Feb 25, 2009 10:27
Today is Ash Wednesday; the first day of Lent. I struggled with what to give up for the Lenten season. Should I give up Sodas? Maybe it should be chocolate, perhaps I should give up making fun of the less intelligent - but that's the only fun I have, besides Republicans and stalkers just make it far too easy. What I decided to give up is my tendency to be a martyr. In order to do that I need to give up being a doormat for those I care about and then give up the wounded look I've perfected in order to solicit their crumbs of compassion.
Today I am drawing a line, and when it's crossed I will firmly say, "No. Back off."
Actually, in many ways, I'm really doing something for Lent. I'm going to exercise self-care.
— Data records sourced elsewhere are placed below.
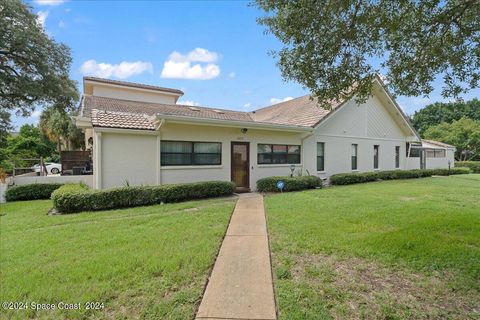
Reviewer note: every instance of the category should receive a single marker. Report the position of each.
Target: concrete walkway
(240, 286)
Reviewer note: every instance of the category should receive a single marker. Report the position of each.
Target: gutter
(233, 123)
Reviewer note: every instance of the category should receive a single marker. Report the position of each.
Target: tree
(464, 134)
(331, 47)
(59, 127)
(30, 143)
(439, 112)
(33, 67)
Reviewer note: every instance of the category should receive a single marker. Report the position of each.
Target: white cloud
(36, 114)
(179, 66)
(421, 101)
(49, 2)
(42, 17)
(188, 103)
(277, 100)
(122, 70)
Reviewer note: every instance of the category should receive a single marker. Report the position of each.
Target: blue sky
(214, 51)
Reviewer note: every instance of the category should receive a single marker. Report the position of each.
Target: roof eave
(166, 91)
(233, 123)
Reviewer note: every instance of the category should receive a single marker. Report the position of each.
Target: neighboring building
(139, 135)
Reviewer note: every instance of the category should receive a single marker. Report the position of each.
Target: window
(414, 153)
(397, 156)
(375, 156)
(183, 153)
(435, 153)
(278, 154)
(354, 156)
(320, 156)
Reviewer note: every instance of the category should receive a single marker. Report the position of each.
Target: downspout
(303, 149)
(158, 127)
(408, 155)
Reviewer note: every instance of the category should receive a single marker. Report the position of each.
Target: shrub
(351, 178)
(474, 165)
(31, 191)
(269, 184)
(76, 198)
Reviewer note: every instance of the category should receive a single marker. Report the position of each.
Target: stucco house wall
(133, 156)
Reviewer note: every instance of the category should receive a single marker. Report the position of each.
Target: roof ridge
(174, 105)
(280, 103)
(133, 84)
(120, 112)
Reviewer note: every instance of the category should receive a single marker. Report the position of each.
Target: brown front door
(241, 164)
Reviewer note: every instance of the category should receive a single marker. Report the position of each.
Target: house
(140, 135)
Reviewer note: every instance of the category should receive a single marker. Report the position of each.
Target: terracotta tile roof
(124, 120)
(302, 111)
(436, 143)
(133, 85)
(118, 105)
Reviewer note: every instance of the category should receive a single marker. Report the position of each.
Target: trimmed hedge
(269, 184)
(32, 191)
(351, 178)
(76, 198)
(474, 165)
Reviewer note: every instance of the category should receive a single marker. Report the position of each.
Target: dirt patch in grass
(354, 288)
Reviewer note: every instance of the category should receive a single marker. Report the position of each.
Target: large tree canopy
(439, 112)
(33, 67)
(332, 46)
(464, 134)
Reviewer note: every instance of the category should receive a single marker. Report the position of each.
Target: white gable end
(380, 122)
(372, 119)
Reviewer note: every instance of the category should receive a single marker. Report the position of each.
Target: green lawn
(387, 250)
(147, 262)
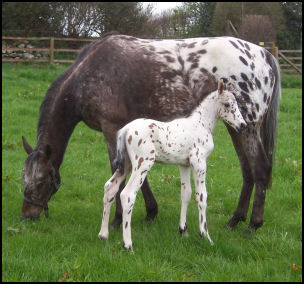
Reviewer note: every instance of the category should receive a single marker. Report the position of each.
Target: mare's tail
(269, 125)
(119, 162)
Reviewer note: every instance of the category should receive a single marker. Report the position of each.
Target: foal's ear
(28, 149)
(221, 87)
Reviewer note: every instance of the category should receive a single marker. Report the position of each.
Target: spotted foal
(186, 142)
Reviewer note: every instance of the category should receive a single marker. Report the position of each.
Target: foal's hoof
(103, 236)
(151, 214)
(127, 247)
(116, 223)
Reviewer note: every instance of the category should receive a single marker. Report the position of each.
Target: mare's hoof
(151, 214)
(248, 232)
(233, 222)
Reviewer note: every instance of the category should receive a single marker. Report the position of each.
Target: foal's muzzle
(242, 128)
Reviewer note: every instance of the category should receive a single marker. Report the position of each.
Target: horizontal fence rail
(290, 60)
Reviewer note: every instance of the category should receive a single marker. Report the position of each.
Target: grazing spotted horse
(119, 78)
(186, 142)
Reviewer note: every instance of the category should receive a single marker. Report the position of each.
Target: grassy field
(65, 247)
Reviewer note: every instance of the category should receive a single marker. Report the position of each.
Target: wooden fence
(50, 50)
(290, 60)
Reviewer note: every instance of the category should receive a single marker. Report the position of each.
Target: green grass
(65, 247)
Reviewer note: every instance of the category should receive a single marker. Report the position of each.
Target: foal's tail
(119, 162)
(269, 125)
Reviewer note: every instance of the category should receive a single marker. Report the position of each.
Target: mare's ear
(47, 150)
(28, 149)
(221, 87)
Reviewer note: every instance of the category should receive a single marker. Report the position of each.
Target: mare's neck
(206, 113)
(57, 121)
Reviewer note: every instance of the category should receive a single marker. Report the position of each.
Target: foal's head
(228, 109)
(40, 179)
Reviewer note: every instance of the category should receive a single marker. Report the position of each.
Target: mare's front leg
(240, 213)
(199, 173)
(110, 189)
(185, 197)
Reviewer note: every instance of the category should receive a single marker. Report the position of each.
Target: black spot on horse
(202, 51)
(244, 77)
(258, 83)
(233, 77)
(257, 107)
(247, 46)
(243, 60)
(191, 45)
(240, 43)
(243, 86)
(234, 44)
(250, 85)
(181, 61)
(246, 97)
(194, 65)
(265, 97)
(248, 54)
(225, 80)
(169, 58)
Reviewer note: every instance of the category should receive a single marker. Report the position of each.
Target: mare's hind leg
(260, 171)
(110, 189)
(248, 182)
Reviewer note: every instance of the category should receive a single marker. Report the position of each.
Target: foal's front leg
(127, 197)
(199, 174)
(185, 196)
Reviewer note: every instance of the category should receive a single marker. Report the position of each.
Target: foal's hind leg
(248, 182)
(185, 196)
(199, 173)
(109, 131)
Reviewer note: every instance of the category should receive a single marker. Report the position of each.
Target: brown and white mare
(119, 78)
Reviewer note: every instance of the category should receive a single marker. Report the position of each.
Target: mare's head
(228, 109)
(41, 181)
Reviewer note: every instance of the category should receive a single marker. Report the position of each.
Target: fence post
(52, 50)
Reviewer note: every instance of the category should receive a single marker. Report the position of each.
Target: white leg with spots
(185, 196)
(110, 189)
(199, 174)
(128, 196)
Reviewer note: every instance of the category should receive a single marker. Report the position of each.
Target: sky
(161, 6)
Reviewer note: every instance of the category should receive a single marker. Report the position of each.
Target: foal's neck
(207, 112)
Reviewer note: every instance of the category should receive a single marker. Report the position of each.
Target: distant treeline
(254, 21)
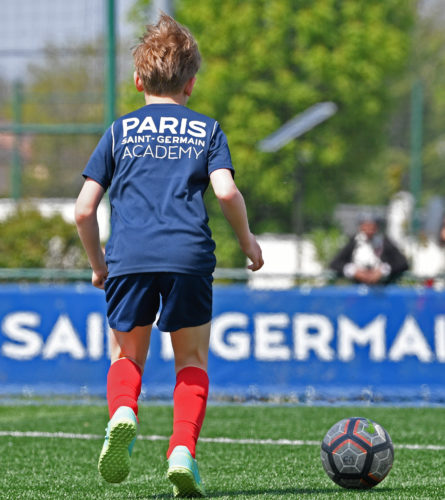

I'm recognizing that I am important, that I matter and that other's attempts at guilt-tripping me into submission will not work. I can't take the sense of dread, the stomach churning weight induced by self-indulgent whining of others. If I'm expected to solve other's problems, they need to look elsewhere. I cannot listen to the cries and complaints and the advice seeking - especially when I've given it or offered explanations to that nagging question, "Why?" and it is rejected because it doesn't support a desired outcome.
We are given life for a reason, and when it's sacrificed for another's selfish desires, then it is a life wasted.